Oceń
Profesor Andrzej Horban w rozmowie z Polsat News przyznał, że epidemia powoli wygasa. Zdaniem eksperta do końca kwietnia sytuacja ulegnie znacznej poprawie. To koniec kłopotów?
Prof. Andrzej Horban, doradca Mateusza Morawieckiego ds. COVID-19 w rozmowie z Polsat News przyznał, że trzecia fala koronawirusa nie jest niespodzianką. Gwałtowny wzrost zachorowań przypada na połowę lutego oraz marzec, podobnie jak w przypadku grypy. Rządowy ekspert przyznał, że obecnie wirus najmocniej zaatakował na północy kraju, zatem regionalizacja restrykcji jest prawidłowym krokiem w walce z pandemią.
Jesteśmy w stanie policzyć, co się dzieje na terenie danej gminy i powiatu.
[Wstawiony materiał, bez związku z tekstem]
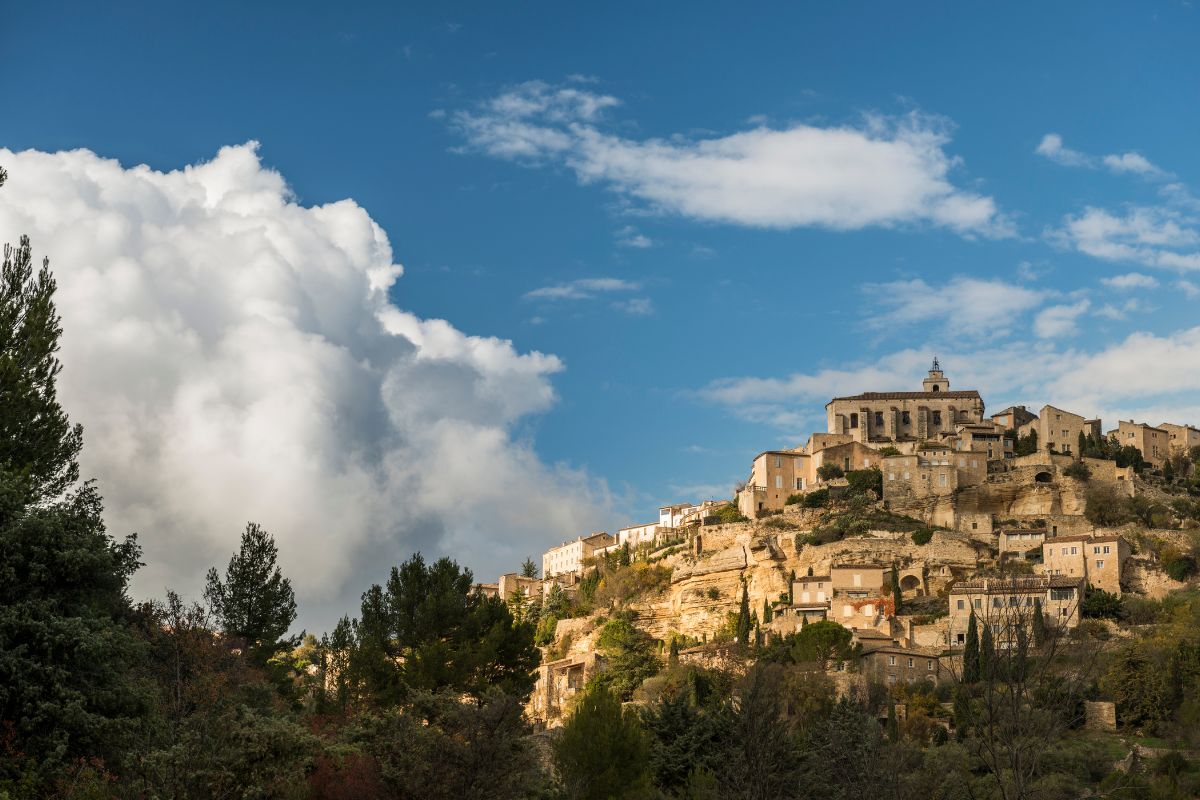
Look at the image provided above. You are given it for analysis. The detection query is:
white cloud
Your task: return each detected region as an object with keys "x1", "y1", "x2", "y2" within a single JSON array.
[
  {"x1": 613, "y1": 297, "x2": 654, "y2": 317},
  {"x1": 865, "y1": 276, "x2": 1048, "y2": 336},
  {"x1": 1033, "y1": 133, "x2": 1092, "y2": 167},
  {"x1": 1049, "y1": 206, "x2": 1200, "y2": 271},
  {"x1": 1100, "y1": 272, "x2": 1158, "y2": 290},
  {"x1": 0, "y1": 143, "x2": 610, "y2": 626},
  {"x1": 1033, "y1": 300, "x2": 1092, "y2": 338},
  {"x1": 452, "y1": 82, "x2": 1012, "y2": 236},
  {"x1": 524, "y1": 278, "x2": 641, "y2": 300},
  {"x1": 1033, "y1": 133, "x2": 1171, "y2": 179},
  {"x1": 697, "y1": 326, "x2": 1200, "y2": 441}
]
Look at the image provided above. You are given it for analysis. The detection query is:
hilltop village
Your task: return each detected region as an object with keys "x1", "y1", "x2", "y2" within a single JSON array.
[{"x1": 476, "y1": 359, "x2": 1200, "y2": 728}]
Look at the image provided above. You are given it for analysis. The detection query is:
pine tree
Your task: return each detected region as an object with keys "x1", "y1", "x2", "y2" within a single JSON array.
[
  {"x1": 204, "y1": 522, "x2": 299, "y2": 661},
  {"x1": 736, "y1": 581, "x2": 750, "y2": 645},
  {"x1": 962, "y1": 609, "x2": 979, "y2": 684}
]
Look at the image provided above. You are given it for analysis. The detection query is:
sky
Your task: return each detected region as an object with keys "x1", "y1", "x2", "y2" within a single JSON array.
[{"x1": 0, "y1": 1, "x2": 1200, "y2": 631}]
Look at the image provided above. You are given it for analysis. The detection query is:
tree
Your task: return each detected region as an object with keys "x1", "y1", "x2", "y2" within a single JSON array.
[
  {"x1": 962, "y1": 610, "x2": 979, "y2": 684},
  {"x1": 204, "y1": 522, "x2": 300, "y2": 662},
  {"x1": 553, "y1": 686, "x2": 654, "y2": 800},
  {"x1": 0, "y1": 212, "x2": 149, "y2": 796},
  {"x1": 0, "y1": 236, "x2": 83, "y2": 501},
  {"x1": 734, "y1": 581, "x2": 750, "y2": 646}
]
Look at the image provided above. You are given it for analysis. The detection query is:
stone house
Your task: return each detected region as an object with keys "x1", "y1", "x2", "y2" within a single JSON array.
[
  {"x1": 617, "y1": 522, "x2": 659, "y2": 548},
  {"x1": 997, "y1": 529, "x2": 1046, "y2": 558},
  {"x1": 826, "y1": 359, "x2": 984, "y2": 444},
  {"x1": 1026, "y1": 405, "x2": 1100, "y2": 457},
  {"x1": 541, "y1": 531, "x2": 617, "y2": 578},
  {"x1": 1109, "y1": 420, "x2": 1171, "y2": 468},
  {"x1": 1042, "y1": 535, "x2": 1130, "y2": 595},
  {"x1": 947, "y1": 575, "x2": 1084, "y2": 646},
  {"x1": 1158, "y1": 422, "x2": 1200, "y2": 452}
]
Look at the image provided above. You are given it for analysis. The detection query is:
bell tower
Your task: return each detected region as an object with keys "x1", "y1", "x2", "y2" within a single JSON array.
[{"x1": 920, "y1": 355, "x2": 950, "y2": 392}]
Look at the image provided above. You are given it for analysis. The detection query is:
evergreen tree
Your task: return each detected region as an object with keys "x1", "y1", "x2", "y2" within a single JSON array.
[
  {"x1": 962, "y1": 609, "x2": 979, "y2": 684},
  {"x1": 892, "y1": 561, "x2": 904, "y2": 614},
  {"x1": 979, "y1": 624, "x2": 996, "y2": 680},
  {"x1": 734, "y1": 581, "x2": 750, "y2": 645},
  {"x1": 0, "y1": 215, "x2": 149, "y2": 796},
  {"x1": 204, "y1": 522, "x2": 299, "y2": 661},
  {"x1": 553, "y1": 686, "x2": 654, "y2": 800},
  {"x1": 1032, "y1": 597, "x2": 1046, "y2": 648}
]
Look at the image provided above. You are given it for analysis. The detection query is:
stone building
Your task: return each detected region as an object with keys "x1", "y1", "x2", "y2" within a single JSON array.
[
  {"x1": 826, "y1": 359, "x2": 984, "y2": 445},
  {"x1": 1109, "y1": 420, "x2": 1171, "y2": 468},
  {"x1": 541, "y1": 531, "x2": 617, "y2": 578},
  {"x1": 617, "y1": 522, "x2": 659, "y2": 547},
  {"x1": 947, "y1": 575, "x2": 1084, "y2": 646},
  {"x1": 1042, "y1": 535, "x2": 1130, "y2": 595},
  {"x1": 1158, "y1": 422, "x2": 1200, "y2": 452},
  {"x1": 991, "y1": 405, "x2": 1038, "y2": 431},
  {"x1": 1021, "y1": 405, "x2": 1100, "y2": 457}
]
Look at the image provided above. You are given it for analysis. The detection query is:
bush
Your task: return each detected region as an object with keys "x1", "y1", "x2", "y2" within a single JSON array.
[
  {"x1": 817, "y1": 464, "x2": 846, "y2": 481},
  {"x1": 800, "y1": 489, "x2": 829, "y2": 509},
  {"x1": 1062, "y1": 461, "x2": 1092, "y2": 481}
]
Nie ma sensu zamykać całego kraju, jeśli nie wszędzie jest taki sam wzrost zakażeń - podkreślił specjalista.
Horban stwierdził też, że spadek zakażeń obserwowany na południu Polski spowodowany jest tym, że spora część mieszkańców tamtych województw przechorowała już COVID-19.
Zbliża się koniec epidemii?
Andrzej Horban w optymistycznych słowach odniósł się do najbliższych kilku miesięcy. Jak twierdzi, jest znikoma szansa na pojawienie się wariantu koronawirusa, który będzie całkowicie odporny na szczepionkę, zatem sytuacja w kraju będzie się poprawiać. W ocenie profesora Andrzeja Horbana transmisja wirusa znacząco spadnie już na początku maja.
Pozostało nam 2,5 miesiąca nasilonej epidemii. Jesteśmy u końca naszych kłopotów. Rozumiem frustrację, wszyscy są zmęczeni. Jesteśmy już bliżej niż dalej - stwierdził Horban.
Według szacunkowych danych obecnie w kraju odporność nabyło około 10-20 procent populacji. W maju ponownie pokonamy koronawirusa?